Le président déchu et deux coaccusés, son demi-frère Barzan al-Tikriti et le vice-président Taha Yassine Ramadan, sont en grève de la faim pour protester contre l'assassinat le 21 juin d'un avocat de la défense, Khamis al-Obeidi. Cet avocat a été enlevé avant d'être retrouvé assassiné à Bagdad. Il est le troisième à subir ce sort depuis le début du procès le 19 octobre 2005.
«Demain, le tribunal va entendre les plaidoiries des avocats de Taha Yassine Ramadan et d'Awad al-Bandar», l'ancien président du Tribunal révolutionnaire qui avait condamné à mort les 148 villageois chiites après une attaque contre le convoi de Saddam Hussein en 1982, à Doujaïl, au nord de Bagdad, a indiqué M. Moussaoui. Le procureur avait requis la peine de mort contre Saddam Hussein, Barzan al-Tikriti et Taha Yassine Ramadan, le 19 juin.
«Si leurs avocats ne se présentent pas, des avocats seront commis d'office», a-t-il ajouté, alors que le principal avocat de Saddam Hussein, Khalil al-Doulaïmi a annoncé depuis Amman le boycottage de l'audience d'aujourd'hui.
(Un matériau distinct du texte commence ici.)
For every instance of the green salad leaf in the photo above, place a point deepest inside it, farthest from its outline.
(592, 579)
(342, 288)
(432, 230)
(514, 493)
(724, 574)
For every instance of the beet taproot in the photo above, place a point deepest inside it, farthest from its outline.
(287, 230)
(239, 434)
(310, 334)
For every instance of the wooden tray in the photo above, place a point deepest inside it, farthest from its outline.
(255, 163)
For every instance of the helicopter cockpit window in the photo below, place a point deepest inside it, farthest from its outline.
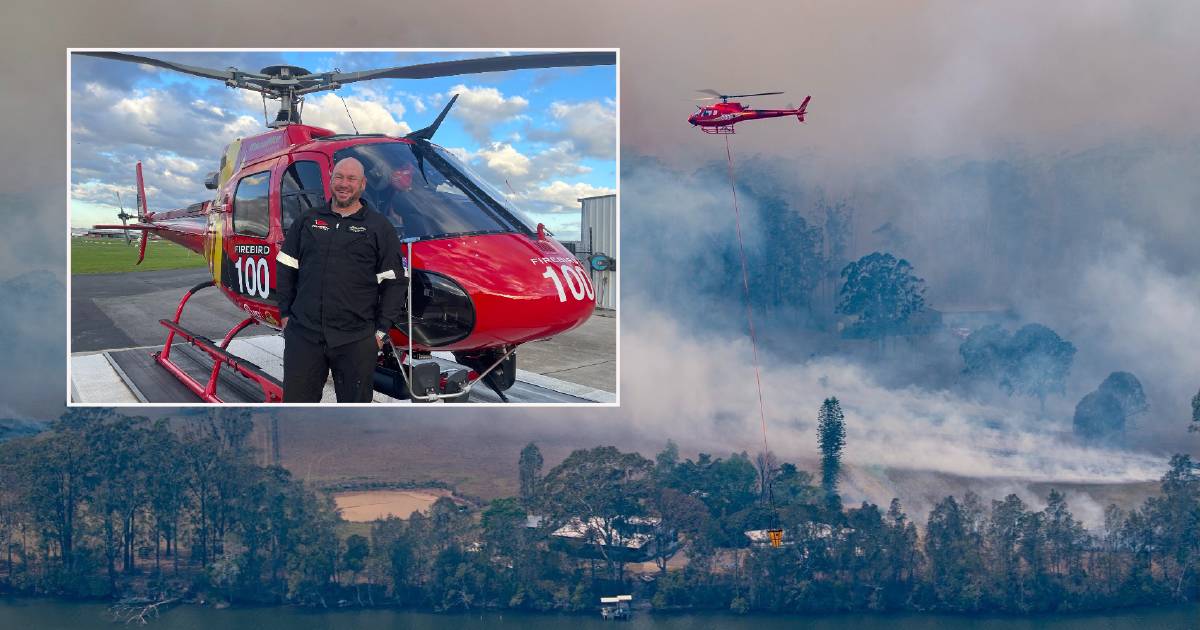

Ce dernier a exigé, pour revenir sur cette décision, la satisfaction des demandes des avocats, notamment une meilleure protection et la possibilité de pouvoir disposer de tout le temps qu'ils estiment nécessaire pour défendre leurs clients.
Vendredi, le comité de défense, dont fait partie Me Doulaïmi, avait mis en garde le tribunal à propos de la détérioration de l'état de santé de Saddam Hussein et en avait fait porter la responsabilité «aux forces américaines d'occupation».
Il a appelé les «organisations arabes et internationales concernées par les prisonniers de guerre [...] à intervenir immédiatement et à faire pression pour que les demandes justes du comité de défense soient respectées, notamment un procès équitable et une enquête sur l'assassinat du martyr [l'avocat] Khamis al-Obeidi et ses collègues».
L'ancien président, son demi-frère et son ancien vice-président, détenus avec les autres coaccusés sous garde américaine, ont boycotté les deux dernières audiences consacrées aux plaidoiries de la défense de quatre co-accusés de second plan.
En ajournant le procès le 11 juillet, le juge Raouf Rachid Abdel Rahmane avait lancé une mise en garde aux avocats. «Dites à vos collègues qui sont hors du pays que s'ils ne se présentent pas la prochaine fois, ils vont nuire à leur clients. Le procès se poursuivra avec ou sans eux, avec des avocats commis d'office s'il le faut», avait-il averti.